The past and the future are not a collection of instants shared by all space, but a collection of events that correspond to a possible relation of causal order with the present event.
Without causality in the world, there is no point in educating people, or making any moral or political appeal.
When we say two bodies 'touch', what we mean (without knowing it) is that both electromagnetic fields are interacting to avoid physical interpenetration and ... that happens well before subatomic particles touch!
Such is how Science makes progress: not destroying the past, but learning from it, and building on it.
Both space and time are metrically amorphous, i.e. they do not have - despite how strongly we believe so - an inherent metric which would allow us to measure them without any definitions. In this sense, thus, neither space nor time is absolute.
The present is not an instant shared by all space, but an event, i.e. an instant at a place in space.
One can know very much but comprehend very little and, besides, ... different objectives require different levels of knowledge - though always with the maximum possible comprehension suited to the purpose.
Is numerical equality (forced by the use of specific physical units) the same as conceptual equality?

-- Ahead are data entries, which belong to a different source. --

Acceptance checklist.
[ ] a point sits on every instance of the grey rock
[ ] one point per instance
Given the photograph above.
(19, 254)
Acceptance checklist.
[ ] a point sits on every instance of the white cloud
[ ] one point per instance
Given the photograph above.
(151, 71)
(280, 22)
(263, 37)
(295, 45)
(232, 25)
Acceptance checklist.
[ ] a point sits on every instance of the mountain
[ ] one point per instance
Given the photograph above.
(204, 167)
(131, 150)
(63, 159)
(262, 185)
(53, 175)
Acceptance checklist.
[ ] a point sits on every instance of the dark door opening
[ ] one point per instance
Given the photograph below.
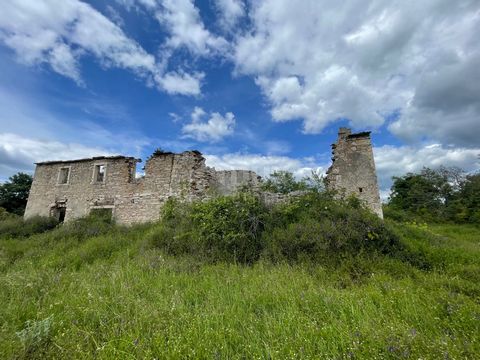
(59, 213)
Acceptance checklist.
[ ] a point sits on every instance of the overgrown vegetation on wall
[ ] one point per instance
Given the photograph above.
(262, 283)
(313, 277)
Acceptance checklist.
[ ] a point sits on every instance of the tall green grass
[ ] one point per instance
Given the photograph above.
(91, 289)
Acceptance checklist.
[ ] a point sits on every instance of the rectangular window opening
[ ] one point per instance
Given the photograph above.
(99, 175)
(63, 176)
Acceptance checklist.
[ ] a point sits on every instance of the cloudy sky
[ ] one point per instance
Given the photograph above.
(257, 84)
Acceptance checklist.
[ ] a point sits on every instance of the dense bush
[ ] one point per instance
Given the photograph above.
(226, 228)
(18, 227)
(318, 228)
(14, 193)
(239, 228)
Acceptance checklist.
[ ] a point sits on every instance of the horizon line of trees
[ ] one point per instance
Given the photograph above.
(433, 195)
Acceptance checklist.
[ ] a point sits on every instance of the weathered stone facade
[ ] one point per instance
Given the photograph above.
(72, 189)
(353, 169)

Of course NOT!
A good part of what appears to us - prima facie - as objective reality is, instead, just a consequence of our conventions to discover it.
The command of our language is crucial to focusing our thoughts and communicating them with precision to others.
The objective and merit of Einstein's theory is to identify those physical magnitudes which are absolute, i.e. common for all Inertial Frames, distinguishing them from those which are a mere perspective, only shared by those observers in repose within a given Inertial Frame.
It is worth noting that a wrong folkoric definition of an Inertial Frame in the Popular Science literature (even in text books) reads that 'it is a frame in uniform motion'. We know very well by now that the idea of motion requires a frame of reference, so that such a definition of an Inertial Frame has no meaning whatsoever, confusing the reader because it tacitly reaffirms the idea of absolute motion
when the goal of every didactic exposition of Relativity Theory should be precisely the opposite.
Subjectivity is strange to Science, while Relativity is an objective part of it.
Why is it so difficult for us to think in relative terms? Well, for the good reason that human nature loves absoluteness, and erroneously considers it as a state of higher knowledge.
There is no problem more difficult to solve than that created by ourselves.
Truth is not as pompous and romantic as myth ... but it has the immeasurable value of being the Truth.
The difference between Lorentz's Transformation in Lorentz's theory and Lorentz's Transformation in Einstein's Special Relativity is not mathematical but ontological and epistemological and, being so, it was to be expected the emergence of historians, scientists, and philosophers that, not having understood in depth the philosophical content and transcendence of the theory, would minimize Einstein's contribution.
It is not the reverence for words, but for their meaning that determines our deepness of comprehension of a given assertion about Nature.
To believe in nothing is as ridiculous as to believe in everything. Reason and factual evidence may convert a belief into knowledge.